The output of State1 is overwritten by the Output of State2. The net effect is Result.Value1 disappears and Result.Value2 is "updated".
Hopefully this clarifies how to use ResultPath effectively.
You cannot specify several values in ResultPath, because ResultPath defines the path of your result value in the json. The close analogy for ResultPath is a return value of a function, as your step can return only 1 value it should be put into 1 node in the resulting json.
If you have an input json
{
"myValue": "value1",
"myArray": [1,2,3]
}
And define your ResultPath as $.myResult the overall resulting json will be
{
"myValue": "value1",
"myArray": [1,2,3],
"myResult": "result"
}
Now you can truncate this json to pass only part of it to the next step in your function using OutputPath (e.g. OutputPath: "$.myResult")
InputPath and OutputPath can have several nodes in their definition, but ResultPath should always have only 1 node.
Seems like today it can be done by using ResultsSelector.
I think it would be like the following, but I haven't actually done this so I can't say for sure.
"ResultPath": {
"var1" : "$.value1",
"var2" : "$.value2"
},
=====
After looking further into this, I am convinced that there is no direct way to do what you want to do. Here is a way that could give you the results that you want.

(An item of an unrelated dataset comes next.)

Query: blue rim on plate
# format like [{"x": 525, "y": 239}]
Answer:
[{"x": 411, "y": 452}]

1) You would omit the InputPath, OutputPath, and ResultPath from your step. This would mean that all of $. would be passed in as an input to your step function and that all of the output from the lambda function would be stored as $. In the lambda function you could set the results fields to be whatever you want them to be. The lambda function must return the modified input as it output.